Fausto Zanaro’yu biliyoruz. “Elisa Zonaro nereden çıktı?” diyenlere önerimiz, Zeytinburnu Belediyesi Kazıçeşme Sanat'taki sergiyi gezmeleri. 130 yıl önce İstanbul’un fotoğraflarını çekmiş profesyonel bir kadın fotoğraf sanatçısı ve Fausto Zonaro’nun 1863 doğumlu eşi. Elisa, Ressam Fausto’nun tanınmasında ve eserlerini üretmesinde önemli bir rol oynamış. Daha da ötesi Elisa, eşi Fausto’nun İstanbul’a taşınmasına öncülük etmiş. 1890 yılında geldiği İstanbul’da iki ay içinde uygun bir ev bularak ailenin bu büyülü kente yerleşmesini sağlamış. Fotoğraflarını eşi Fausto’nun resim yapabilmesi için çekiyordu. İstanbul’un gündelik hayatını, cazibesini, zenginliğini ve yoksulluğunu, savaştan savaşa koşan bir ordunun İstanbul’daki ruh halini yansıtan fotoğraflar onun kamerasında ölümsüzleşmişti.

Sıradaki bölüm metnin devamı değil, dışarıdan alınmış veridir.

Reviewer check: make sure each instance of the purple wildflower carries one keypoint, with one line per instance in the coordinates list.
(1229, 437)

Zonaro’nun tabloları sarayın ilgisini çekti. Zonaro, II. Abdülhamit tarafından Saray ressamlığına getirildi, maaşa bağlandı, kendisine Akaretler’deki 50 kapı numaralı bir ev ve bir atölye verildi. Bu arada Elisa da çektiği fotoğraflarla ünlendi. 1893 yılında Paris’e giderek, fotoğrafçılık dersi alıp profesyonel fotoğrafçılığa başladı. Resimlerini çektirmek isteyen zenginlerin kapısında sıraya girdiği bir sanatçıya dönüştü.

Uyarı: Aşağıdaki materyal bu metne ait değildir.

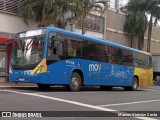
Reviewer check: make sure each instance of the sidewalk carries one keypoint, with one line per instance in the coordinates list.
(10, 85)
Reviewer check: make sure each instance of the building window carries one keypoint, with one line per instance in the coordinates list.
(92, 22)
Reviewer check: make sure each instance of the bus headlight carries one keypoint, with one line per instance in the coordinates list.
(39, 70)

Önceki gün Elisa’nın fotoğraflardan bir bölümünün sergilendiği Zeytinburnu’ndaydık. Galerinin tarihi dokusuyla uyum içindeki fotoğraflar ziyaretçilere İstanbul’un tarihini yaşatıyor.
Fausto Zonaro’nun, Sadrazam İbrahim Hakkı Paşa ile birlikte Dolmabahçe Sarayı’nda padişahın kabulü öncesinde beklerken çektiği fotoğraftaki ışık düzeni bir ustalığı yansıtıyor. Padişahın kabulü öncesi, bekleme yeri, hafif loş ve karanlık tutulurdu. Ardından padişahın makamına girildiğinde odanın ışığı bekleyenin gözünü alırdı. Bu şekilde bir psikolojik üstünlük yaratılırdı.

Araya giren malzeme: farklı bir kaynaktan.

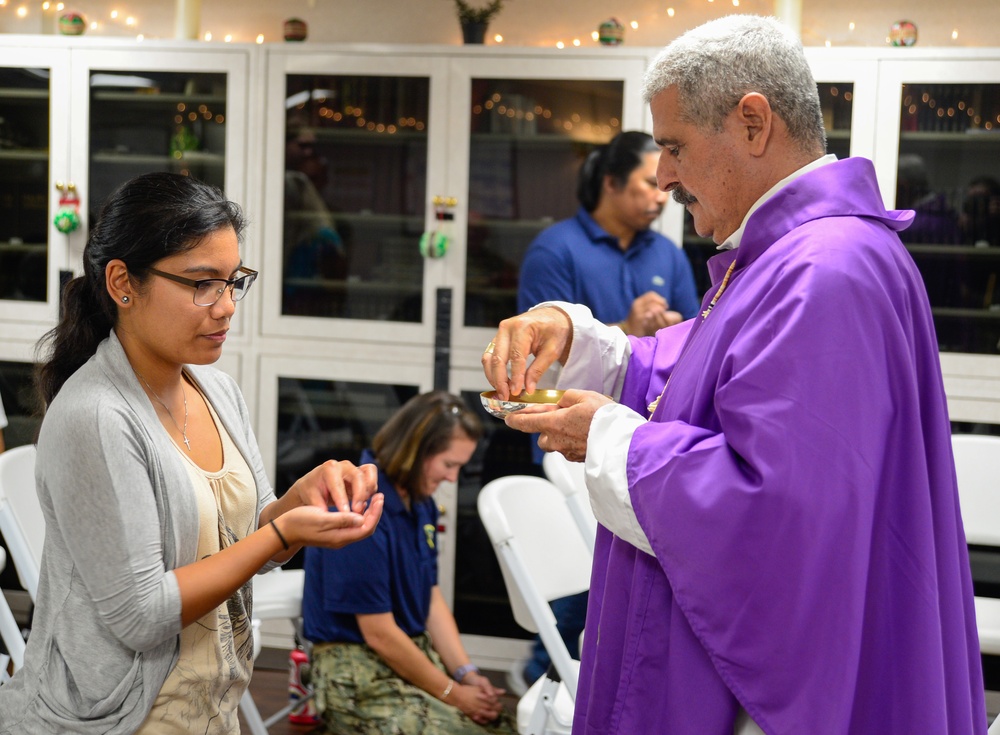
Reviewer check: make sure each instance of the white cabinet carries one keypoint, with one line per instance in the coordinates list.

Fotoğrafların bütününde bir objektifin bir kadının elinde olduğunu hemen hissediyorsunuz. O günlerde, gözlerden ırak, yaşayan İstanbullu kadınların, gündelik hayat içinde fotoğraflarına pek rastlanmaz. Elisa’nın bu engeli aştığını görüyoruz. Zaman zaman eliyle yüzünü kapatarak, utangaç şekilde poz veren İstanbullu kadınlar, Elisa’nın kamerasından, günümüze bakıyor. Çarpıcı fotoğraflardan biri de Enver Paşa’nın, babasının ve oğlunun fotoğrafı. Elisa’nın bakışındaki derinliği, ulaşılması zor bir yeteneği gösteriyor.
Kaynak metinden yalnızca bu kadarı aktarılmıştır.